NMR relaxation rate in superconducting pnictides: extended $s_{\pm}$ scenario

TL;DR

This paper demonstrates that the observed NMR relaxation rates in Fe-pnictide superconductors can be explained by an extended s±-wave symmetry of the order parameter, accounting for both the absence of a coherence peak and low-temperature power law behavior.

Contribution

It shows that the experimental NMR data are compatible with a nodeless extended s±-wave superconducting gap, challenging the interpretation of nodes based solely on power law behavior.

Findings

No coherence peak in $T_1^{-1}$ is consistent with s±-wave symmetry.

Low temperature power law behavior can be explained within the same model.

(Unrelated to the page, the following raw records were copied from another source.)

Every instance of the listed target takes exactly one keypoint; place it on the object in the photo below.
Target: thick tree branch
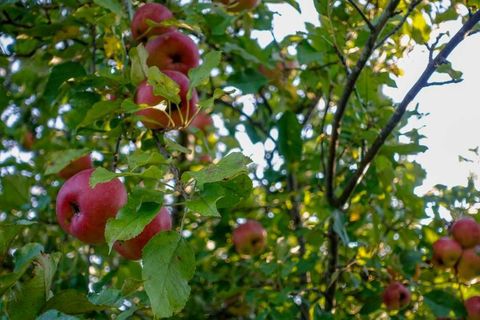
(349, 88)
(399, 112)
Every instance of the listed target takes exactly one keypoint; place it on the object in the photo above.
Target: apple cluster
(83, 211)
(174, 53)
(460, 251)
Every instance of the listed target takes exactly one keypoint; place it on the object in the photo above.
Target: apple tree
(126, 192)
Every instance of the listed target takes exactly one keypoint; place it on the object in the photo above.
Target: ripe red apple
(473, 308)
(239, 5)
(202, 121)
(446, 252)
(396, 296)
(150, 11)
(466, 231)
(76, 166)
(27, 140)
(173, 51)
(177, 116)
(250, 238)
(83, 211)
(469, 265)
(132, 249)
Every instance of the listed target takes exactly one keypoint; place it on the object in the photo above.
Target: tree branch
(349, 88)
(399, 112)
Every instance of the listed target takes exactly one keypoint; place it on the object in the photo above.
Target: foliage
(69, 70)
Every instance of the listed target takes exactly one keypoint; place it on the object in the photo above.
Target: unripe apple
(250, 238)
(446, 252)
(132, 249)
(76, 166)
(177, 116)
(202, 121)
(172, 51)
(150, 11)
(466, 231)
(473, 308)
(83, 211)
(239, 5)
(396, 296)
(27, 140)
(468, 266)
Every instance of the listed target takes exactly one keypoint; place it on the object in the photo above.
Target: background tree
(336, 199)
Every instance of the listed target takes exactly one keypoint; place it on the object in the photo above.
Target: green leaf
(111, 5)
(289, 137)
(25, 255)
(229, 167)
(442, 302)
(205, 202)
(60, 159)
(59, 74)
(139, 68)
(163, 85)
(339, 226)
(168, 265)
(202, 72)
(72, 302)
(139, 211)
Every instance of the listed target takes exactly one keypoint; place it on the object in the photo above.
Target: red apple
(173, 51)
(240, 5)
(150, 11)
(83, 211)
(473, 308)
(28, 139)
(469, 265)
(446, 252)
(466, 231)
(177, 116)
(250, 238)
(76, 166)
(132, 249)
(396, 296)
(202, 121)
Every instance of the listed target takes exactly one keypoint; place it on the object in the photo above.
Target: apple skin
(83, 212)
(173, 51)
(466, 232)
(473, 308)
(468, 266)
(202, 121)
(132, 249)
(446, 252)
(240, 5)
(76, 166)
(250, 238)
(150, 11)
(396, 296)
(158, 118)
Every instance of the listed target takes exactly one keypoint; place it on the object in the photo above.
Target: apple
(83, 211)
(473, 308)
(150, 11)
(202, 121)
(172, 51)
(132, 249)
(250, 238)
(76, 166)
(469, 265)
(446, 252)
(396, 296)
(177, 116)
(466, 231)
(28, 139)
(240, 5)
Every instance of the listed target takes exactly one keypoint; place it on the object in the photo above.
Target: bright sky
(454, 112)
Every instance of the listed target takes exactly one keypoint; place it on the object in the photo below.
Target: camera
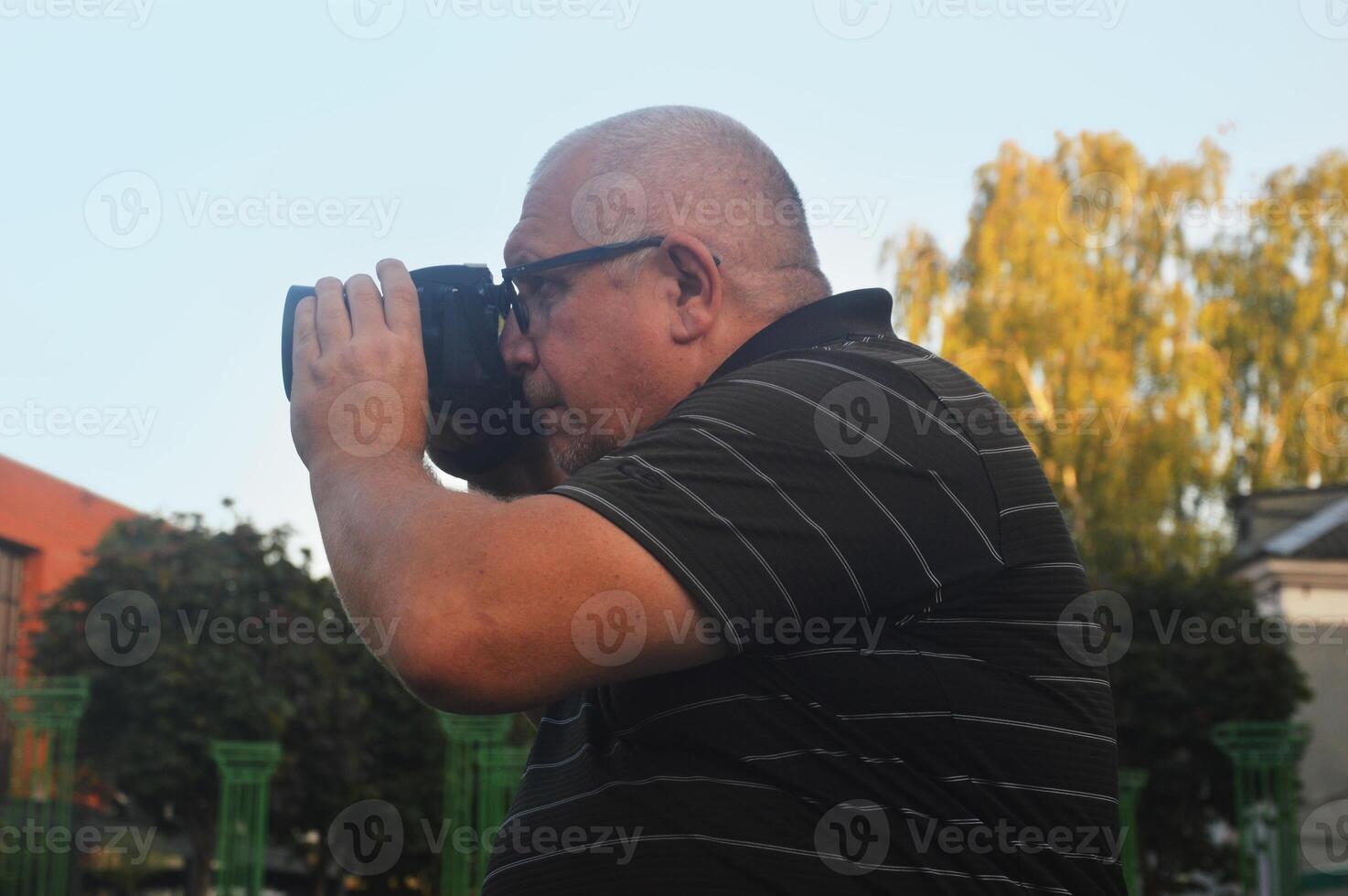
(461, 313)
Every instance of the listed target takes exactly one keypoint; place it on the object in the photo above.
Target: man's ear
(696, 290)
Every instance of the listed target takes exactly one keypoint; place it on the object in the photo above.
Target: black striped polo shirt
(904, 708)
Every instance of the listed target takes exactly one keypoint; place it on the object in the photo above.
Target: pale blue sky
(216, 107)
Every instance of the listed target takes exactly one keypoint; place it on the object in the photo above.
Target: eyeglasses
(583, 256)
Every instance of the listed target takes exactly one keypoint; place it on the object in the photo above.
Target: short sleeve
(801, 495)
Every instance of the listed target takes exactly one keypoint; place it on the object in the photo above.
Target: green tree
(348, 728)
(1171, 690)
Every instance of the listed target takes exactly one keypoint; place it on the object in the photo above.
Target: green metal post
(472, 796)
(1131, 783)
(246, 768)
(1265, 756)
(45, 713)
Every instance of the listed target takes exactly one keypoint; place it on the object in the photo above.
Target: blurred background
(1128, 219)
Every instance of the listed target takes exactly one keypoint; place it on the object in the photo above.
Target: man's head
(628, 338)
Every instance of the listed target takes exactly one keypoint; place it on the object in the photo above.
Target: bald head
(660, 167)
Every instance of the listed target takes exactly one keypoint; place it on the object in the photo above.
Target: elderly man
(810, 631)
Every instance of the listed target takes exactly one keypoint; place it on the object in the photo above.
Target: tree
(1171, 690)
(1276, 309)
(348, 728)
(1091, 287)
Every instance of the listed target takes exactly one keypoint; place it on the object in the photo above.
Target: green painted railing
(1265, 756)
(45, 714)
(481, 773)
(246, 768)
(1131, 783)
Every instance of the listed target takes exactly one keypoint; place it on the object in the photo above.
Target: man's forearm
(390, 531)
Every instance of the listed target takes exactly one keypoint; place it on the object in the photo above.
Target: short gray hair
(688, 161)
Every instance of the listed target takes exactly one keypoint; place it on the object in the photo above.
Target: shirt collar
(858, 312)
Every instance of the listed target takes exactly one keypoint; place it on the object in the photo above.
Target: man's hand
(360, 376)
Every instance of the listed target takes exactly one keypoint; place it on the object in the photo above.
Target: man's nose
(518, 350)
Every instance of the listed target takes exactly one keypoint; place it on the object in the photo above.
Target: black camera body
(461, 313)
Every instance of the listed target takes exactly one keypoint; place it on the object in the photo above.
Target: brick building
(48, 528)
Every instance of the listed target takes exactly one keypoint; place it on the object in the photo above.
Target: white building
(1293, 548)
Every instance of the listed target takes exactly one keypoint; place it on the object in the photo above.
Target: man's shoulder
(859, 381)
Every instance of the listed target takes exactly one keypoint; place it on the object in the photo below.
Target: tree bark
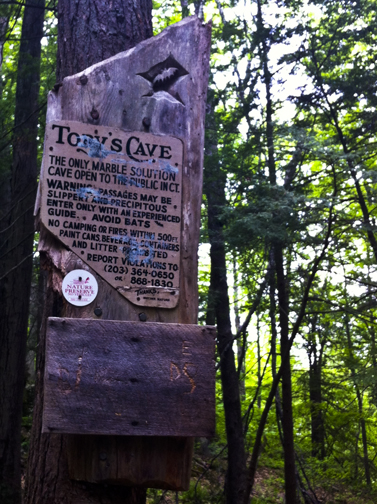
(16, 253)
(50, 466)
(88, 32)
(214, 188)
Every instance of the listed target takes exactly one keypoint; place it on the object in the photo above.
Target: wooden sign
(128, 378)
(114, 198)
(156, 93)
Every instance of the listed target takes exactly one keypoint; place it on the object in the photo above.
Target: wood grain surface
(114, 93)
(129, 378)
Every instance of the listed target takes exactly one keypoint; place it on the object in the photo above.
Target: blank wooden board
(129, 378)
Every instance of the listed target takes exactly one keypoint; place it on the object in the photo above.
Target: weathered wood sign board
(127, 378)
(114, 198)
(156, 93)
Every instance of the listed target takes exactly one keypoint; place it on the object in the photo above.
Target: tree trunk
(51, 462)
(315, 394)
(359, 396)
(16, 253)
(88, 32)
(214, 188)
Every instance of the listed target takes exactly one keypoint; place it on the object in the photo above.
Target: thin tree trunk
(241, 341)
(16, 253)
(281, 285)
(214, 187)
(359, 398)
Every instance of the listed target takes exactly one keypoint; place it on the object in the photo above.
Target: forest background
(289, 211)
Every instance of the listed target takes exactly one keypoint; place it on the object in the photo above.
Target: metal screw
(146, 122)
(95, 114)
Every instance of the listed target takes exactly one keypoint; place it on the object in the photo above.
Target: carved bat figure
(164, 76)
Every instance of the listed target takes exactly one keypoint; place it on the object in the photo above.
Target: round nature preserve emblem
(79, 287)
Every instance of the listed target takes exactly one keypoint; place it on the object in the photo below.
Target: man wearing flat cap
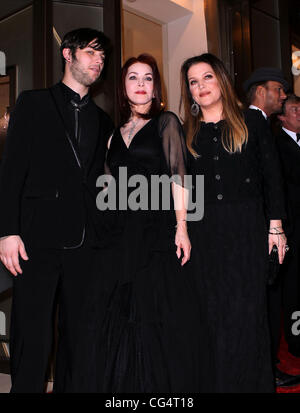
(266, 91)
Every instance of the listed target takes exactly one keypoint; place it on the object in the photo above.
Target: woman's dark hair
(235, 132)
(124, 105)
(80, 38)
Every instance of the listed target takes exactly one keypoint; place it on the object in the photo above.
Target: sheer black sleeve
(174, 147)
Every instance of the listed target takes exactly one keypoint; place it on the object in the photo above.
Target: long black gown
(229, 262)
(143, 313)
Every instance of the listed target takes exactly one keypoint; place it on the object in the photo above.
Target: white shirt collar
(292, 134)
(256, 108)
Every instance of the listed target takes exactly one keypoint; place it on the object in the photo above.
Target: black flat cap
(264, 74)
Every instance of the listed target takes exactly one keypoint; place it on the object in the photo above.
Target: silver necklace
(131, 130)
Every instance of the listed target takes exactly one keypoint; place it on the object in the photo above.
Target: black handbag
(274, 266)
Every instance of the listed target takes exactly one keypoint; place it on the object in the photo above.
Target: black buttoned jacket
(46, 196)
(289, 153)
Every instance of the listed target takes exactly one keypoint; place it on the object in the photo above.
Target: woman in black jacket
(243, 208)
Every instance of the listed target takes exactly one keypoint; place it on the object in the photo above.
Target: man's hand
(10, 248)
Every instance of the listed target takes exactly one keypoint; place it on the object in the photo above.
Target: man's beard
(81, 77)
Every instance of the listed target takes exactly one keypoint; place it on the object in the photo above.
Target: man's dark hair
(252, 90)
(80, 38)
(291, 98)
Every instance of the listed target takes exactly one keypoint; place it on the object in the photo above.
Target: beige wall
(183, 38)
(296, 63)
(141, 35)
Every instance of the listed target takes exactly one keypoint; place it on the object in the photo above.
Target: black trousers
(284, 297)
(49, 277)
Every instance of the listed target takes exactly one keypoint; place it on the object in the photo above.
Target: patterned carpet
(289, 364)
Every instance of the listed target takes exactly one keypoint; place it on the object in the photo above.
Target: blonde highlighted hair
(235, 132)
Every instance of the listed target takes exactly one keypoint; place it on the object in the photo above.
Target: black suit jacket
(46, 195)
(290, 158)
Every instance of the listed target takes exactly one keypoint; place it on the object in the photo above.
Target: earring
(195, 109)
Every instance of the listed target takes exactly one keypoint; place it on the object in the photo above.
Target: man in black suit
(54, 153)
(288, 140)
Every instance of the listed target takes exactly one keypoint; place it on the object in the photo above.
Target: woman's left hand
(182, 241)
(279, 240)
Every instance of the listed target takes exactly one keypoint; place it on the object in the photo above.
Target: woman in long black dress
(141, 324)
(243, 208)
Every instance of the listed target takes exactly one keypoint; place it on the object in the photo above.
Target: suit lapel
(93, 131)
(58, 101)
(290, 141)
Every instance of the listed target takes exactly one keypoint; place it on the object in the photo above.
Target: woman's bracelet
(178, 222)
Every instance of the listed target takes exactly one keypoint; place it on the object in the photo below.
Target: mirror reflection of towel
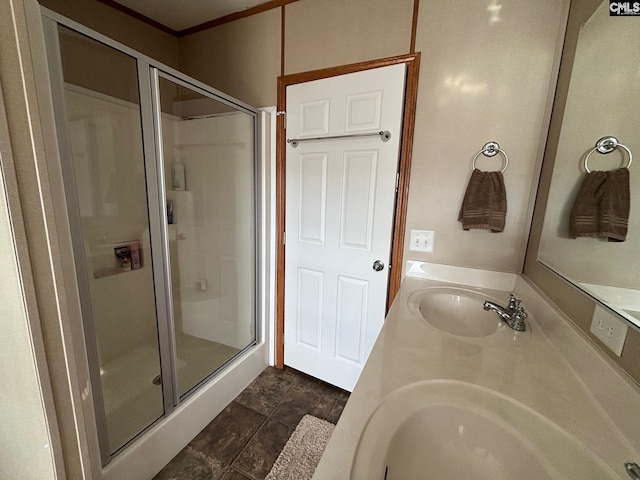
(485, 202)
(602, 206)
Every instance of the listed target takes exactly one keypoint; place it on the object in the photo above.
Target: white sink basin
(457, 311)
(444, 430)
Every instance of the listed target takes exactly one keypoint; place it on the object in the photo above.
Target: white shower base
(156, 447)
(132, 401)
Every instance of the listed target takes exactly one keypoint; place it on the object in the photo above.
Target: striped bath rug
(301, 454)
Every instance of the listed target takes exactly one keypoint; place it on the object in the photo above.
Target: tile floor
(243, 442)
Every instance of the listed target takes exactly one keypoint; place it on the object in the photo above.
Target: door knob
(378, 265)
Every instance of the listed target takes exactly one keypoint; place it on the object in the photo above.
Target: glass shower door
(104, 169)
(207, 154)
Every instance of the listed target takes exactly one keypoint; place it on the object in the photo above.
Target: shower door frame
(149, 71)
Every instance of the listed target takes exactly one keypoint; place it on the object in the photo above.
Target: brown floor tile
(301, 400)
(261, 452)
(266, 391)
(234, 475)
(190, 464)
(229, 432)
(336, 411)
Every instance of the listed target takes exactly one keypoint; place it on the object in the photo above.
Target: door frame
(412, 62)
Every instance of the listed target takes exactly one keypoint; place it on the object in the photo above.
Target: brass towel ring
(491, 149)
(607, 145)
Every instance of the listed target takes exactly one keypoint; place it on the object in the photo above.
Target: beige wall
(480, 80)
(327, 33)
(602, 100)
(24, 427)
(119, 26)
(575, 304)
(241, 58)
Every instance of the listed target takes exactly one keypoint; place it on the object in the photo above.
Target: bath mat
(301, 455)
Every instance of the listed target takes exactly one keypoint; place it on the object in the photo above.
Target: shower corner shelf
(111, 271)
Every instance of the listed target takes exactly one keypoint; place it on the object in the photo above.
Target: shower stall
(162, 187)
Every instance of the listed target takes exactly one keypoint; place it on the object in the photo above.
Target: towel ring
(491, 149)
(607, 145)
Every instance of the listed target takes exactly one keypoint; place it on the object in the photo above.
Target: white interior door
(339, 219)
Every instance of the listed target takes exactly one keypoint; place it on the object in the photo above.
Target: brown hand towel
(602, 206)
(485, 202)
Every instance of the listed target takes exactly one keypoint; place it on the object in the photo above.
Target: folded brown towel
(485, 202)
(602, 206)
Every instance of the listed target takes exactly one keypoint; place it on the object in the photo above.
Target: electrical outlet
(609, 329)
(422, 240)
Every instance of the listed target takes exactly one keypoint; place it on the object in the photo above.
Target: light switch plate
(609, 329)
(422, 240)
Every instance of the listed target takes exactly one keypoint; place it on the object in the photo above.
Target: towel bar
(607, 145)
(491, 149)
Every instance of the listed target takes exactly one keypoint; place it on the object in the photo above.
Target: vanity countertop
(552, 369)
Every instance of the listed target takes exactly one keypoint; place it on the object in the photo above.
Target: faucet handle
(513, 302)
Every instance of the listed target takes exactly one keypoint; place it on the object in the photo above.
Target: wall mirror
(603, 100)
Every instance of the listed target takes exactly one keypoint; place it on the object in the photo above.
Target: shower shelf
(111, 271)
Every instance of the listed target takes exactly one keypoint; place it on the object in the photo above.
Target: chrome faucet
(513, 315)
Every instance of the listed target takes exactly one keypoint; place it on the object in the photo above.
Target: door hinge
(284, 114)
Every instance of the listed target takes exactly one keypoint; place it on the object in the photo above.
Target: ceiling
(179, 15)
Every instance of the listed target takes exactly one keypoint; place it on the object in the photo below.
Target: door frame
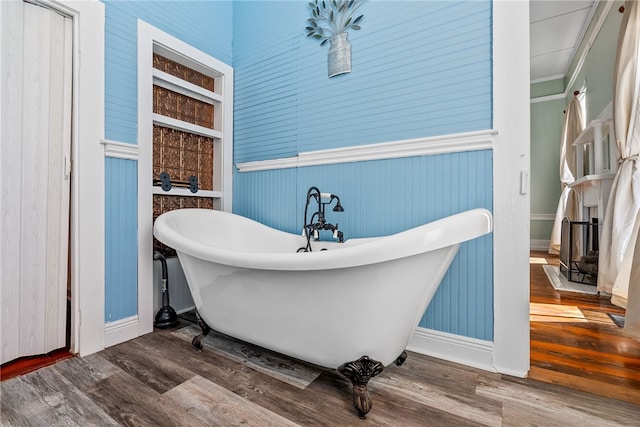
(87, 176)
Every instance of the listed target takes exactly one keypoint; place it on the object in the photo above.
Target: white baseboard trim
(455, 348)
(120, 331)
(539, 245)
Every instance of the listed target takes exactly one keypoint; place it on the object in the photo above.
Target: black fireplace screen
(579, 250)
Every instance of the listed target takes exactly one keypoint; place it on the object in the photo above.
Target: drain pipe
(166, 316)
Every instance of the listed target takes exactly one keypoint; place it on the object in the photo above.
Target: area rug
(560, 282)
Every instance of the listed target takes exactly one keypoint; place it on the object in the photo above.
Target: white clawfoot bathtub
(360, 297)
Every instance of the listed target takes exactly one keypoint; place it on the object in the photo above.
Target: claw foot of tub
(197, 340)
(360, 372)
(400, 360)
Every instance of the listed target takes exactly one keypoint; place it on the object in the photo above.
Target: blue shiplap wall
(206, 26)
(387, 196)
(419, 69)
(121, 245)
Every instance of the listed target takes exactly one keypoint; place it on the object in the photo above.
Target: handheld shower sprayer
(312, 229)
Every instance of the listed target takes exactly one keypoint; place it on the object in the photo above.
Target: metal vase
(339, 60)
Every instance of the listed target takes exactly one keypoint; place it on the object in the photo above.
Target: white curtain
(35, 138)
(568, 203)
(624, 200)
(632, 299)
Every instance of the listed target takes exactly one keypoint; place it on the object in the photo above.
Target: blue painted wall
(121, 247)
(204, 25)
(419, 69)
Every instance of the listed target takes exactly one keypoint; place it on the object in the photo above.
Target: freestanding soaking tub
(352, 307)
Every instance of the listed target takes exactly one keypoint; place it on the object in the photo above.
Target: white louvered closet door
(35, 132)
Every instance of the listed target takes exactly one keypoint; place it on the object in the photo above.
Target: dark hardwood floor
(584, 372)
(577, 344)
(160, 380)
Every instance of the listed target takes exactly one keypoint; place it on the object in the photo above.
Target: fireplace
(579, 250)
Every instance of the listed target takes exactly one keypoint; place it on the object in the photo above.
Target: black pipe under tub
(166, 316)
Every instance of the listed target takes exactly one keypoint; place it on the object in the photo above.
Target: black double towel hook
(166, 183)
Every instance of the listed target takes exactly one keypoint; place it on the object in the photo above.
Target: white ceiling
(557, 28)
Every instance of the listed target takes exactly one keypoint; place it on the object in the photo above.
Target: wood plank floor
(160, 380)
(587, 352)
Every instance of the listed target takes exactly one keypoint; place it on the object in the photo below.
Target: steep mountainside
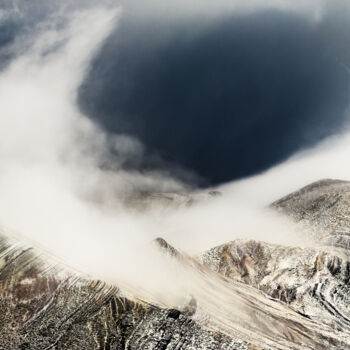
(246, 294)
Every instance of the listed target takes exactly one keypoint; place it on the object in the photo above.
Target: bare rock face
(247, 294)
(52, 309)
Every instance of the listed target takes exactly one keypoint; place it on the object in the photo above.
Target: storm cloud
(224, 97)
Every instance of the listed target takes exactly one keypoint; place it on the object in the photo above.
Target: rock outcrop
(247, 294)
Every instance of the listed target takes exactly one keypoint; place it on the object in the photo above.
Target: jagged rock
(246, 295)
(51, 309)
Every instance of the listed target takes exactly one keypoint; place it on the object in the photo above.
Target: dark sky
(225, 99)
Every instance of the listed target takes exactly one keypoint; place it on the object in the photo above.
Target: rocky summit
(248, 295)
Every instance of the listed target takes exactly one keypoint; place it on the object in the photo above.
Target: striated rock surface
(245, 294)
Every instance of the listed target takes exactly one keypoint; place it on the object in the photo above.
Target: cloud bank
(64, 180)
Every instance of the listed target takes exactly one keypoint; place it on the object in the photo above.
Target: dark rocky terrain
(248, 294)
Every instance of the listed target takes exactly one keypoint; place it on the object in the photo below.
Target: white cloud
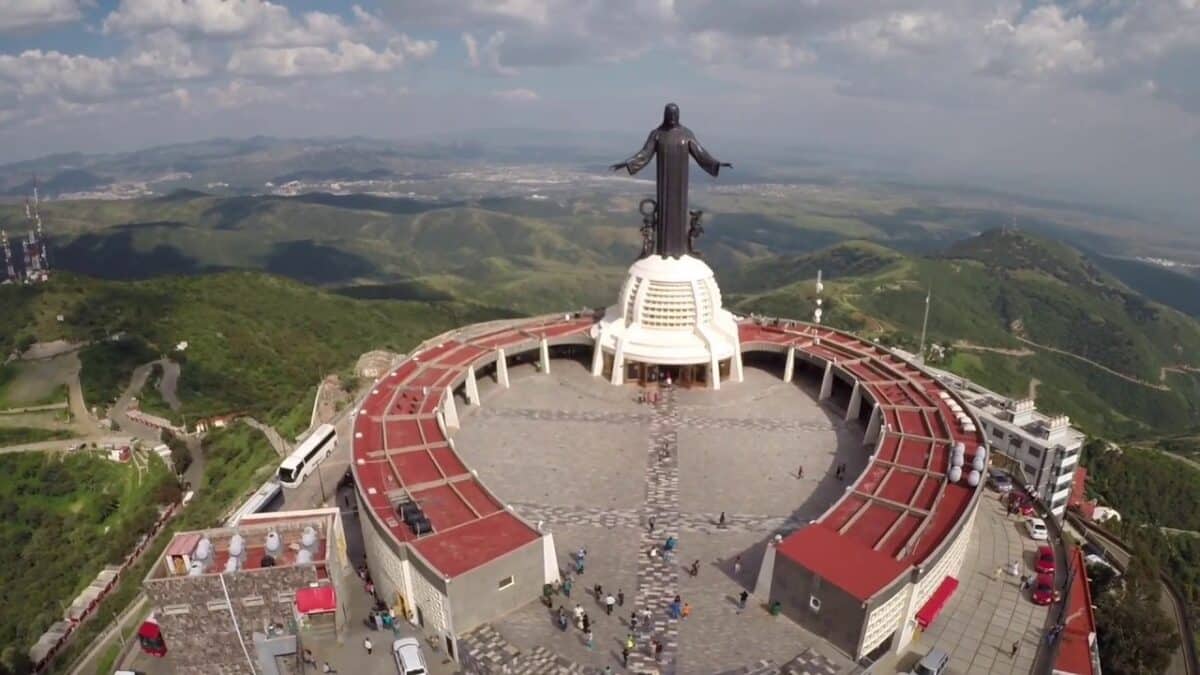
(37, 15)
(307, 61)
(520, 95)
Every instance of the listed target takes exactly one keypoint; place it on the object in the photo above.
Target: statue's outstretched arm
(706, 161)
(641, 157)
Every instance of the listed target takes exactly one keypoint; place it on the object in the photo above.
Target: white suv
(407, 652)
(1037, 529)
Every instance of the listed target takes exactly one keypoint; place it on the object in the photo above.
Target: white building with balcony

The results hold in both clean and dirty limits, with considerations beyond the Born approximation.

Abstract

Recently, several measurements of the nuclear spin lattice relaxation rate $T_{1}^{-1}$ in the newly discovered superconducting Fe-pnictides have been reported. These measurements generally show no coherence peak below $T_{c}$ and indicate a low temperature power law behavior, the characteristics commonly taken as evidence of unconventional superconductivity with lines of nodes crossing the Fermi surface. In this work we show that (i) the lack of a coherence peak is fully consistent with the previously proposed nodeless extended $s_{\pm}$-wave symmetry of the order parameter (whether in the clean or dirty limit) and (ii) the low temperature power law behavior can be also explained in the framework of the same model, but requires going beyond the Born model.